Halpine is featured in a newspaper clipping. Gun annotates it with Halpine's cause of death: "PRIVATE MYLES O'REILLY – General Charles G. Halpine, better known as 'Private Myles O'Reilly', has been elected by a majority of 20,000 votes to the post of Registrar of the city of New York, worth upwards of 6,000 sterling. As editor of the Citizen, General Halpine has rendered important support to the Conservative party in America by his popularity and active political service. – Tablet. [Gunn's handwriting] He died Dec 1866. from an overdose of chloroform – perhaps committed suicide" (189).
A newspaper clipping of one of Halpine's poems is annotated by Gunn (191).
Gunn includes a newspaper clipping of Julia Nast's death, an apparent drug overdose: "MISS NAST DEAD. Daughter of the Noted Cartoonist Expired Suddenly in New York. Miss Julia Nast, daughter of Thomas Nast, of this place, died suddenly on Saturday last in the house of Mrs. Elizabeth B. Grannis, No. 33 East Twenty Second street, New York. Dr. O'Hanlon held an autopsy and gave fatty degeneration of the heart as the cause of death. The body was buried at Woodlawn, Wednesday. Miss Nast was a trained nurse and like many others of her profession, had become accustomed to using drugs as a stimulant when fatigued and when troubled with insomnia. Her friends think that she took an overdose of Friday night and from this, death resulted. She has been troubled with a severe cold recently. [handwritten by Gunn] June 1899" (116).

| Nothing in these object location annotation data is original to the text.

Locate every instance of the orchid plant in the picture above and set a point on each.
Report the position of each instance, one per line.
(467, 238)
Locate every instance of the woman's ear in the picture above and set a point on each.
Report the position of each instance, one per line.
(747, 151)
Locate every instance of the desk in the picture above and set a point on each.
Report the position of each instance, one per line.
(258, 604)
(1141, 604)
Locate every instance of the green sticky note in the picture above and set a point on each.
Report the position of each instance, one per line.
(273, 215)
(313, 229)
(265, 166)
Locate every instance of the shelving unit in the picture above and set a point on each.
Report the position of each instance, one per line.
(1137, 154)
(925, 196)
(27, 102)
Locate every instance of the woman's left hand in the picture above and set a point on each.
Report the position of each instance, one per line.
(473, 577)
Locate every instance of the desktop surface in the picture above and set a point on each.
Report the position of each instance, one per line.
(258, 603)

Haney tells Gunn that Nast is a father: "Mr Nast is a happy father, if you have not already heard. Little girl about four weeks old at this present time of writing. Mother and child doing well and father very proud and happy" (164).
Hayes and Gunn talk catch up on acquaintances: "Talk of the two Wauds, Eytinge and Nast. W. Waud is at work on the Illustrated, replacing Nast, subsequent to a row between the latter and Sol, apropos of Mrs Nast's objection to receive Mrs Sol Eytinge as an acquaintance. Hayes' wife is with her friends down east. Alf Waud, according to his acquaintance, came back full of soldier manners and oaths" (170).
Gunn describes Thomson's attempt to bully Nast: "Then he attempted a similar thing in Nast, who had introduced a caricature of Fanny (not at all a good one and only recognizable from the little curls and hair-tendrils with which she surrounds her raddled old face) in a comic picture in the illustrated N.Y. News. Meeting Tommy in Spruce Street, nearly opposite the Courier office, from the window of which Haney surveyed the whole scene, Thomson threatened Nast with personal vengeance if he "dared" &c., but Tommy proved singularly cool and the bully slunk away to his father who waited ata distance, with the big stick ! He really seems to have constituted himself his son's body guard. I saw a ludicrous caricature of the scene by Tommy himself, at 745, in which he had represented himself in an awful funk, shedding tears of contrition before a gigantic adversary – and a double opera-glass protruding out of the Courier window" (180-181)!
Gunn mentions that Turner had beaten O'Brien: "Met Capt. Jim Turner. Did I ever chronicle his licking O'Brien for ridiculing an actress who was Turner's mistress, and who played at Burton's in Chamber Street seven or eight years ago. Turner was in the police, then; and O'Brien had got Raymond to let him do some sensation criticism in the Times."
Gunn says Richard Thompson speaks of Dora Shaw often: "Has done a a large amount of drinking and fornication in his time and tells anecdotes about western actresses, especially one Dora Shaw, who was, I think, one of the Bohemians at Pfaffs" (152).